The new owners NZ PropCo Ltd are advertising the sale of the different titles on the business park. Given the long historical association between the airport and the Kāpiti communities it should be no surprise to NZ PropCo that there will be significant community opposition to any attempt to undermine the viability of the airport or to close it.
The council has, in the recent past, backed the community, including the business community, to fight for the retention of viable air services out of Kāpiti. Given the ratepayer investment, and strong public sentiments, I see no reason to change that position.
I understand the new owners had paid huge, but unknown, sums of money for a suite of Todd Group properties across the country during the pre-Covid 19 economic situation. It's understandable that in the economics of the post-Covid 19 situation NZ PropCo will be looking at rationalising its property holdings.

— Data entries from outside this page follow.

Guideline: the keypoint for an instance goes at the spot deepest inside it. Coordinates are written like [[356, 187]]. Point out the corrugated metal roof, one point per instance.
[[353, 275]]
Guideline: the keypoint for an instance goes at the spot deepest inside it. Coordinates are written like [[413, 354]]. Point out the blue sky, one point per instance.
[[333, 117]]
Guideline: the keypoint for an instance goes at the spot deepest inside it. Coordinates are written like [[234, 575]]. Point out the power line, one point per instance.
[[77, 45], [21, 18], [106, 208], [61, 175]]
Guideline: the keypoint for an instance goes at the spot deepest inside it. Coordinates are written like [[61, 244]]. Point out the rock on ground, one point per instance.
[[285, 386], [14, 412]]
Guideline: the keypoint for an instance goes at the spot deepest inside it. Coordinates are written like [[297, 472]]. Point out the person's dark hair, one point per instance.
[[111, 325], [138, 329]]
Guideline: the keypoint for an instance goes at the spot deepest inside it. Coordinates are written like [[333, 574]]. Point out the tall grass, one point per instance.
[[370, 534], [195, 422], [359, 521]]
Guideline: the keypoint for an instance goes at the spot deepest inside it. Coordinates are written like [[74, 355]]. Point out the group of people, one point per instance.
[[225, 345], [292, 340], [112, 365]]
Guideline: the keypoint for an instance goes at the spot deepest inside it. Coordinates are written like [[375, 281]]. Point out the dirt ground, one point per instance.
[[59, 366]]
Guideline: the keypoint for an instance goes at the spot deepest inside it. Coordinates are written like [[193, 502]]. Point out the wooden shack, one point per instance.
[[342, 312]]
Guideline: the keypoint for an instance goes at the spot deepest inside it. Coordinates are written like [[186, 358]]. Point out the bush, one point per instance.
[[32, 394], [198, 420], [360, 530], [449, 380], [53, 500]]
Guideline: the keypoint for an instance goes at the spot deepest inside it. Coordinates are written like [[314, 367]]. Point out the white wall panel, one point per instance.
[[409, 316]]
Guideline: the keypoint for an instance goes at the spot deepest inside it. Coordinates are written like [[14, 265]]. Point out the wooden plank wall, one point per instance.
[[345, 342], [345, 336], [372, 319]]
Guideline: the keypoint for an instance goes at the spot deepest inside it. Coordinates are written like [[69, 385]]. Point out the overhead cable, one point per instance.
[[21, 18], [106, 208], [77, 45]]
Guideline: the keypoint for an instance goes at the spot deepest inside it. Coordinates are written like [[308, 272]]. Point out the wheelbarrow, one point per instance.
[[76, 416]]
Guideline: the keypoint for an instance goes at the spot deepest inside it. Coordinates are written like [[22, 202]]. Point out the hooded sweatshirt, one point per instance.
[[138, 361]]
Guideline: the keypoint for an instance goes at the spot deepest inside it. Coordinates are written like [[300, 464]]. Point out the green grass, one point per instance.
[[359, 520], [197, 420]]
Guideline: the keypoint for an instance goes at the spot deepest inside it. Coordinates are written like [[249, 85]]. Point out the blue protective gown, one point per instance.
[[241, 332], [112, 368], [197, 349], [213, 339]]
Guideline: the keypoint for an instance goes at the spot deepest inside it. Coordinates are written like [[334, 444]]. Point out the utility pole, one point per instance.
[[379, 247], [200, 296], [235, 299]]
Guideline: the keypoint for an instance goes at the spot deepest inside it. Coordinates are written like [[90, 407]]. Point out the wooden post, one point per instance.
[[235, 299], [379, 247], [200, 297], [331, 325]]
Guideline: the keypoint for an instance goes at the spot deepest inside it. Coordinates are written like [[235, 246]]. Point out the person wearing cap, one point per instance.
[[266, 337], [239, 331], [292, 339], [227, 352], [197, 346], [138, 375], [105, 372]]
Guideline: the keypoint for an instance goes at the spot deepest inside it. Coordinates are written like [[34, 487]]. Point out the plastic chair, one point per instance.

However, the airport has always been accepted as a strategic district and regional asset. And must continue to be.
I'm hoping the new owners will keep this in perspective and, in my recent meeting with them, I have requested the owners to provide our communities with their vision of what plans they have for this strategic block of land.
I think it's only fair to give the new owners a chance to show they are not just carpetbaggers after a quick buck but people committed to contributing to the common good of Kāpiti. A common good that includes a place in the sun for 'our airport'.